ABBOTT PARK, Ill., July 15, 2013 /PRNewswire/ -- Abbott (NYSE: ABT) today announced that it has entered into an agreement to purchase IDEV Technologies, a privately held company focused on developing next-generation medical devices for use by interventional radiologists, vascular surgeons and cardiologists. Under the terms of the agreement, Abbott will acquire all outstanding equity of IDEV Technologies for $310 million net of cash and debt.
IDEV Technologies' products include SUPERA Veritas®, a self-expanding nitinol stent system with CE Mark in Europe for treating blockages in blood vessels due to peripheral artery disease (PAD). Stents are used to prop open a blocked vessel and prevent re-blockage. With its proprietary interwoven wire technology, SUPERA Veritas is designed based on biomimetic principles – attempting to mimic the body's natural movement – to promote blood flow in the treated area while offering strength and flexibility. These properties are particularly important when considering treatment for blockages in the blood vessels in the thigh and knee where rapid and frequent movement occurs with daily activities such as walking, sitting and standing.
In the U.S., SUPERA Veritas is cleared only for the treatment of biliary strictures (narrowing of a bile duct) related to cancer. It is currently being reviewed under a Premarket Approval Application (PMA) by the U.S. Food and Drug Administration (FDA) for treatment of the superficial femoral artery (SFA), which is the main artery in the thigh that supplies blood to lower extremities, and is not currently approved in the U.S. for that use. SUPERA Veritas has been studied in more than 1,500 patients in company- and physician-sponsored trials around the world, including a trial to support regulatory filings in the U.S.
"The acquisition of IDEV Technologies will expand and complement Abbott's existing peripheral technology portfolio of guidewires, balloon dilatation catheters and stents, making it one of the most comprehensive and competitive portfolios in the industry," said Chuck Foltz, senior vice president, vascular, Abbott. "This technology has the potential to make a significant impact on the treatment of patients who suffer from peripheral artery disease, a growing concern around the world."

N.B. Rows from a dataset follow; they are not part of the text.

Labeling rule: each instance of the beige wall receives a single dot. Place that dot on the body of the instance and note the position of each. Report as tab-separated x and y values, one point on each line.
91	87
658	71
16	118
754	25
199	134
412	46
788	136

As many as 27 million people in Europe and North America suffer from PAD.i An increasing prevalence of PAD is expected to place further economic burden on the healthcare system, making timely and effective treatment an important consideration.ii In patients with PAD, fatty deposits accumulate on the inner wall of the artery, causing blockages which reduce the flow of blood to lower parts of the leg. Patients with PAD can experience leg pain when walking and, if untreated, the disease can progress with severe consequences such as critical limb ischemia and amputation.
IDEV Technologies is headquartered in Webster,Texas. The transaction is expected to close by the end of the year and will not impact Abbott's ongoing full-year 2013 earnings-per-share guidance. The transaction is subject to customary closing conditions, including antitrust clearances.
About Abbott Vascular Abbott Vascular is the world's leader in drug eluting stents. Abbott Vascular has an industry-leading pipeline and a comprehensive portfolio of market-leading products for cardiac and vascular care, including products for coronary artery disease, vessel closure, endovascular disease and structural heart disease.
About Abbott Abbott is a global healthcare company devoted to improving life through the development of products and technologies that span the breadth of healthcare. With a portfolio of leading, science-based offerings in diagnostics, medical devices, nutritionals and branded generic pharmaceuticals, Abbott serves people in more than 150 countries and employs approximately 70,000 people.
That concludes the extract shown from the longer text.